我准备打开钤卷,阿淼转身就走,我赶紧拉住他,“来来来,别走啊,独窥窥不如众窥窥对不对?”

他道,“我不是司史,私自探查他人命运是要遭天罚的!你忘了?”

我摇头:“我没忘啊!”

他起身又要走,我缓缓继续道,“可是你若是跟我一起看的话,我保证用不了什么天罚。”

他的脸顿时冷了下来,“你为什么不早说?”

“啊?”我忽然明白过来,他大概指的是从前他独自查看安薇钤卷要遭受天罚的事情,不免有几分委屈,“你也没问我啊!”

“……你赢了!”

洛阳的有个村庄叫做连平村,村子其实不大,只是胜在四周环山,从山的中间透出一条清澈的小溪来,小溪蜿蜒绵长,一直穿过整个村庄,然后汇入了一条河中。

远远的便是一个少年跑了过来,嗓音里还带着一丝变声还未完全的嘶哑,“阿胡,我找到了!”

毫无疑问,这个人应该就是林炳了。我细细分辨着这个人,那稚嫩的脸上的确有林炳的模样,如今他还不过是十六七岁,不过已经能看得出来这的确是一张祸国祸民的祸水脸。另外,他这个时候还只是袁彬,不是林炳。

在溪边坐着的玉笏转过身来,那清丽的一笑的确是很动人,虽然穿的不过是普通的麻衣,那面庞上还有点点水珠,阳光映照之下,连我都要看呆了。

“找到了?”玉笏站了起来,“拿来我看看?”

袁彬将仔细寻来的桑果放到玉笏的手中,“你尝尝,是不是就是这个?”

玉笏将那紫黑色的果子放入口中,清香之气便顿时从口中散开,“是是是,就是这个了。你竟真的就寻到了?在哪里呢?”

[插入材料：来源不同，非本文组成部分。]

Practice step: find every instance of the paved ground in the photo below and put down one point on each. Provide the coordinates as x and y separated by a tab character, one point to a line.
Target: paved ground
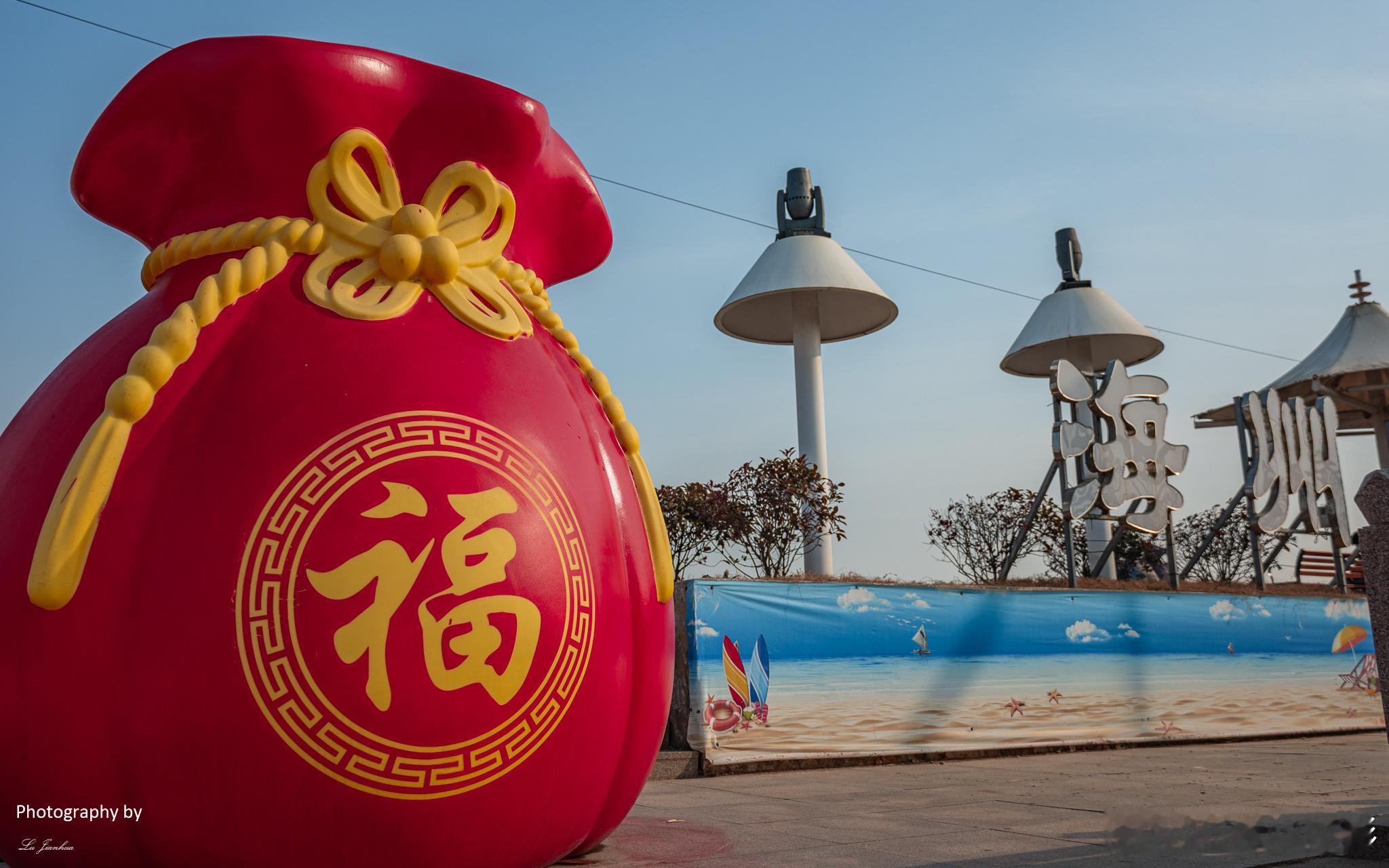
1253	803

“就在那边一颗树旁边,倒是有一些。”袁彬指着不远处的一棵并不高大的树,“走吧!我带你过去。”

到太阳下山的时分,二人采了满满两个篮子的桑果回来,袁彬伸手从袖子内取出一块半新不旧的帕子来,递给玉笏,“擦擦吧!你都出汗了,累了吧?”

玉笏甜甜一笑,“不累,今日采了这些还不大多,明天早上我再多去采一些来,这样到集市上可以多换一点钱来。”

“你都攒了那么多钱了,还不够你做嫁妆的?”袁彬虽然是打趣玉笏的,可是不知怎么的,自己却先脸红了起来,“就算你没有什么嫁妆,你放心,我们家也不会嫌弃你的。”

玉笏伸手打他,“别乱说话,谁要嫁给你们家了?”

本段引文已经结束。